Le problème essentiel pourrait être assimilé à quelqu’un qui reconstruisait une maison après une violente tempête, mais n’étayait que la moitié des fondations. Plus précisément, il y a dix ans, au lendemain de la crise financière de 2008, les régulateurs ont resserré les règles de capital pour les banques d’une manière qui rendait trop coûteux la détention de grandes quantités de bons du Trésor dans leurs livres. Cette décision a renforcé la moitié des fondements du système financier – elle a rendu les banques plus sûres – mais a eu pour conséquence involontaire de les inciter à se retirer des rôles traditionnels de tenue de marché.

Cela a coïncidé avec une augmentation des « principal trading companies » (ou fonds de trading à haute fréquence), qui sont entrés dans le secteur des bons du Trésor avec leurs modèles informatisés et représentent désormais 50 à 60 % de l’activité, comme Gary Gensler, Securities and président de la Commission des changes, a noté cette semaine.

Lorsque les conditions de marché sont calmes, les PTF créent des bases solides et liquides pour le trading. Mais en cas de crise, ils ne sont pas incités à agir en tant que teneurs de marché, sont plus susceptibles de fuir et, comme le note le document de l’IAWG, lorsque certains grands détenteurs d’obligations du Trésor – notamment les investisseurs étrangers – ont réduit leurs expositions en mars 2020, rien n’a pu absorber le vente choc.

Ce qui a rendu la situation doublement pernicieuse, c’est que certains hedge funds avaient construit d’énormes positions cachées sur les dérivés. Les fondations peu réglementées du système, en d’autres termes, ont créé de grandes fissures, même si les banques étaient sûres.

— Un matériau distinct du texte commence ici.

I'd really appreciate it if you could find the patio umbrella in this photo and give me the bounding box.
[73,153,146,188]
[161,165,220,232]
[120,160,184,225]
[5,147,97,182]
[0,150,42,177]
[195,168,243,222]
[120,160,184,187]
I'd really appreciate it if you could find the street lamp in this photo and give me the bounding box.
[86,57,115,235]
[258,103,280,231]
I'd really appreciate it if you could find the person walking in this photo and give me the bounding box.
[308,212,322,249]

La mauvaise nouvelle est qu’il n’y a pas de solution facile ou rapide à ces problèmes, même si les autorités les comprennent. Cette semaine, la Fed a convoqué une conférence qui a lancé des idées pour protéger le marché des chocs futurs. Gensler, par exemple, a demandé que ces PTP embêtants soient placés à l’intérieur du filet réglementaire de la SEC. Il a également suggéré que les bons du Trésor soient compensés sur une plate-forme centrale.

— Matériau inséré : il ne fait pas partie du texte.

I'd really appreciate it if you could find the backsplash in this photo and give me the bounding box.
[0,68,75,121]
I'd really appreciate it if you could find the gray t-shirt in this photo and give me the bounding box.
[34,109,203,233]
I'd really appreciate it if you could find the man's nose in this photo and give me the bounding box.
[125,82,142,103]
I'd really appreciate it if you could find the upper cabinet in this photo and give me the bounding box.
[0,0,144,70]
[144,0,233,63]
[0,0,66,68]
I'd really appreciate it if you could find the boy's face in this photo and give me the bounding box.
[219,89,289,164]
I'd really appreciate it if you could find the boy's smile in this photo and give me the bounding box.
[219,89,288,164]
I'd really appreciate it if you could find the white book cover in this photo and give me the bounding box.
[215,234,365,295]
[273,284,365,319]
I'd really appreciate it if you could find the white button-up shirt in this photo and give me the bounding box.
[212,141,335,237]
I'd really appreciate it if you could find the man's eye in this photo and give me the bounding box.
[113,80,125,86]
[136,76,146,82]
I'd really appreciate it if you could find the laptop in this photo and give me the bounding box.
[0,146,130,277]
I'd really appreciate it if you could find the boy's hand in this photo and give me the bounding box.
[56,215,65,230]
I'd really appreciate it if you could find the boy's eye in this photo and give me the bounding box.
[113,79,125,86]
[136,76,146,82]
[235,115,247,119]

Pendant ce temps, les responsables de la Fed ont appelé à plus de transparence et les banquiers de Wall Street – sans surprise – ont exigé une annulation des règles de capital.

Certaines de ces idées sont sensées. Personnellement, je me méfierais de tout relâchement généralisé des réformes post-crise. Mais il serait utile que les règles soient modifiées pour aider les courtiers à agir en tant que teneurs de marché dans le secteur des bons du Trésor. En effet, c’est précisément ce que la Fed a fait temporairement en 2020. Il serait encore plus logique d’introduire plus de surveillance des PTP, via une chambre de compensation ou un contrôle réglementaire (ou les deux).

Cependant, comme si souvent à Washington, il serait extrêmement naïf de s’attendre à ce qu’un ensemble de solutions tout à fait raisonnables soit mis en œuvre rapidement. Il est clair que des fissures structurelles sont apparues sur le marché des bons du Trésor depuis qu’un soi-disant crash éclair – ou gel – a brièvement frappé le secteur en 2015, présageant 2020. La Fed a depuis bricolé de petites réformes. Mais il a fallu six longues années pour lancer un débat politique sérieux. Cela pourrait prendre encore autant de temps pour effectuer de grands changements structurels.

Les investisseurs devraient tirer deux leçons. Premièrement, ils doivent faire attention à qui remplace Randal Quarles à la tête de la surveillance financière de la Fed, car ces problèmes tomberont en partie sur ses genoux (avec la SEC nouvellement hyperactive). Deuxièmement, lorsque les marchés sortiront du pays des rêves et réévalueront le prix des bons du Trésor, il y a toutes les chances que nous assistions à une autre secousse du marché.

À moins, bien sûr, que la Fed continue d’agir en dernier recours en tant que teneur de marché de mille milliards de dollars par jour. Ce qui, bien sûr, n’est pas la façon dont la finance de marché libre est censée fonctionner.